O Kremlin afirma que o pedido de clemência do ex-magnata implica em um "reconhecimento de culpa"

Mijaíl Jodorkovski (centro) em uma foto de 2010.
Mijaíl Jodorkovski (centro) em uma foto de 2010.MAXIM SHIPENKOV (EFE)

Após dez anos atrás das grades, o magnata Mijáil Jodorkovski — que já foi o homem mais rico da Rússia e dono da petroleira mais eficaz do país, a desaparecida Yukos, cujos principais ativos passaram para as mãos de uma empresa estatal — foi posto, por fim, em liberdade. Para conseguir, teve que pedir o indulto ao presidente Vladímir Putin, algo que ele tinha se negado a fazer anteriormente porque, como sublinham no Kremlin, isso significa o reconhecimento de sua culpa.

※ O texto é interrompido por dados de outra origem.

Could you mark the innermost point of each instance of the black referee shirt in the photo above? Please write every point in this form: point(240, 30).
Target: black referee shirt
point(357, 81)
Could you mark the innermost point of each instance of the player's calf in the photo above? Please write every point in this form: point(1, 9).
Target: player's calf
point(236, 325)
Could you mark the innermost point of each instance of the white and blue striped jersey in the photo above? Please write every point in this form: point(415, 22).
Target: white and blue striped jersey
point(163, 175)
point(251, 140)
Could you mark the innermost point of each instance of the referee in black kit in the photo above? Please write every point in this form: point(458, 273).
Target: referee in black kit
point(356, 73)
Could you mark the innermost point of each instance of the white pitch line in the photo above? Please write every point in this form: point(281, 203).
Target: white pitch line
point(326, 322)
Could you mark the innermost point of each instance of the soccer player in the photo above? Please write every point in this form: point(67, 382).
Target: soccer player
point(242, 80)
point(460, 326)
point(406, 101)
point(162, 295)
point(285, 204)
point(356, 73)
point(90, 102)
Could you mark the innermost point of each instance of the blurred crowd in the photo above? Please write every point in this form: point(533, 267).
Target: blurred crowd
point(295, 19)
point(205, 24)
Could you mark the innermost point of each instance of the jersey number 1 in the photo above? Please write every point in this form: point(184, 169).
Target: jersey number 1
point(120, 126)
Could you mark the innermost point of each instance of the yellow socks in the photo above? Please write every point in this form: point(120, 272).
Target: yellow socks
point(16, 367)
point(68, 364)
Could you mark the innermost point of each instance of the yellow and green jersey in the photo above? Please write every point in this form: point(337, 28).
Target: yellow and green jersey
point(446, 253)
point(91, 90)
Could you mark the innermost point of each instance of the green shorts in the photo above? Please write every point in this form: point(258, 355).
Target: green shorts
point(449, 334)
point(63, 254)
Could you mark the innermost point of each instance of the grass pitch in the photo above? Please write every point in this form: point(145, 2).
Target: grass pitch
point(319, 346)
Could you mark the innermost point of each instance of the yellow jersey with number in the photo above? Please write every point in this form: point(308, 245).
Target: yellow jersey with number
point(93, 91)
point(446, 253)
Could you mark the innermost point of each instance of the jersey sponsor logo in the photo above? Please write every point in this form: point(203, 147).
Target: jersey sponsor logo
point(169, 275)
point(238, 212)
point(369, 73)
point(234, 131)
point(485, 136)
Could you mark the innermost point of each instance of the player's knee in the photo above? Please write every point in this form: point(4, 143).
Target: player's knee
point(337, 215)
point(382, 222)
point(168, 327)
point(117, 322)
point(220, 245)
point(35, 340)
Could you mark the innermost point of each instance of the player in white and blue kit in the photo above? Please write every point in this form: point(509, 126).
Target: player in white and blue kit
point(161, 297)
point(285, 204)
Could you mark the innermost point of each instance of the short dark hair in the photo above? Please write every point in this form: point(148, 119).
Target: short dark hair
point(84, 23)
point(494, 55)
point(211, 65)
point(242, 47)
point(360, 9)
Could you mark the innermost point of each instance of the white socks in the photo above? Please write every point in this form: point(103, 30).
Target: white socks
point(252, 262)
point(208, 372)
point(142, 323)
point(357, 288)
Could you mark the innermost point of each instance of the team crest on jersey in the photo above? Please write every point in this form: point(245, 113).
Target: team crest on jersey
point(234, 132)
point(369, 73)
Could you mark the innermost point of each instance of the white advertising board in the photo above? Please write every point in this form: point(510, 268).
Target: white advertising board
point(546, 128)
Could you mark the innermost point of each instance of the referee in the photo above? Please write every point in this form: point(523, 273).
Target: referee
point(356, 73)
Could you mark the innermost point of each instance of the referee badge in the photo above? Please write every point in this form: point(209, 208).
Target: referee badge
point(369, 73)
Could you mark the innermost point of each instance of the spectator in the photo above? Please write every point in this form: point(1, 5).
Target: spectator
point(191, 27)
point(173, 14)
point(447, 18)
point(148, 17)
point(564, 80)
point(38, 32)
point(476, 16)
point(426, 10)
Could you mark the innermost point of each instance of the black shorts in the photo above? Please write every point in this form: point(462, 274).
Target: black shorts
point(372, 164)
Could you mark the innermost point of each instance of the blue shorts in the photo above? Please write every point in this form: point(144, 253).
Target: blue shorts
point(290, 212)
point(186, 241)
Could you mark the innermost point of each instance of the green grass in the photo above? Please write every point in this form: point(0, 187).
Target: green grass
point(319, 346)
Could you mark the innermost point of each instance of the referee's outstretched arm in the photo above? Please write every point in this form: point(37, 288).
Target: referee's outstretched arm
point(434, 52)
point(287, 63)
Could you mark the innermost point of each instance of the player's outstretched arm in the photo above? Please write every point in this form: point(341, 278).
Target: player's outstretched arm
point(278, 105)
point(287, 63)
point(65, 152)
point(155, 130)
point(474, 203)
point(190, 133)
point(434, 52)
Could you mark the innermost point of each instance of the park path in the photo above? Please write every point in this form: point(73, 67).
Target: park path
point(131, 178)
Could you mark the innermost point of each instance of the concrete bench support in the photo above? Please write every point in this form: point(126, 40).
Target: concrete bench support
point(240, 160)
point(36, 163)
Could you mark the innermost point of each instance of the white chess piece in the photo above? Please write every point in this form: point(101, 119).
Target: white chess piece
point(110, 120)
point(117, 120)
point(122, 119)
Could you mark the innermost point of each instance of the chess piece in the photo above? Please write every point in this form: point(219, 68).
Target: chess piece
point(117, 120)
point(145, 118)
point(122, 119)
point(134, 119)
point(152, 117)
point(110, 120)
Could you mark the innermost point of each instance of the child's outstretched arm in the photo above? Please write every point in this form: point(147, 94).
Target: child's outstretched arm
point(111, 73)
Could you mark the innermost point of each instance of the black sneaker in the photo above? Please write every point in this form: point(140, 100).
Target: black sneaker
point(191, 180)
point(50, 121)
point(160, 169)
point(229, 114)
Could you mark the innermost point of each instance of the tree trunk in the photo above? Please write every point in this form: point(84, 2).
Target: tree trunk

Jodorkovski estava na prisão desde 2003, e foi condenado por roubo e corrupção em 2005. Ele foi solto oito meses antes da data prevista. O indulto, que foi assinado nesta sexta-feira, já havia sido anunciado no dia anterior por Putin, após a maratona de coletiva de imprensa anual que o presidente russo deu aos meios russos e estrangeiros. Seu advogado confirmou que Jodorkovski saiu da prisão, localizada na cidade de Segueza, em Carelia, ao norte da Rússia, pouco depois do meio dia local.

Jodorkovski pediria o indulto após conversar com agentes dos Serviços Federais de Segurança, segundo o prestigioso diário Kommersant. Os Serviços, segundo o diário, teriam dito ao magnata sobre a piora no estado de saúde de sua mãe, que está com câncer, e da preparação de um novo processo contra ele, ou seja, a perspectiva de uma possível nova condenação, teria motivado a sua decisão de escrever a Putin pedindo que a liberdade.

Sua mãe disse desconhecer os verdadeiros motivos que impulsionaram o milionário a escrever essa carta, mas disse que era verdade que ela e seu marido estavam doentes. Além disso, acrescenta que ela sabe as condições que o filho viveu nos últimos dez anos e só quem sofre do mesmo que ele teria direito ao julgar. O decreto de Putin diz que Jodorkovski estava sendo posto em liberdade "por motivos humanitários".

Jodorkovski era considerado um preso político pelas organizações de defesa de direitos humanos: sua condenação, embora formalmente era devido à sonegação de impostos e outros crimes econômicos, estava motivada, segundo essas organizações, pelo fato de o então magnata petroleiro ter se atrevido a desafiar Putin e financiado a oposição.

Um dos primeiros a reagir à libertação de Jodorkovski foi Vladímir Lukín, o defensor do povo russo, quem opinou que esta "terá um bom efeito humanizador sobre a sociedade". "Nossa sociedade está doente de medo, ódio, profunda desconfiança mútua e outros males", e o indulto atua como "uma medicina" neste sentido. Não está claro a que se dedicará Jodorkovski agora e se decidirá participar da  política ou não.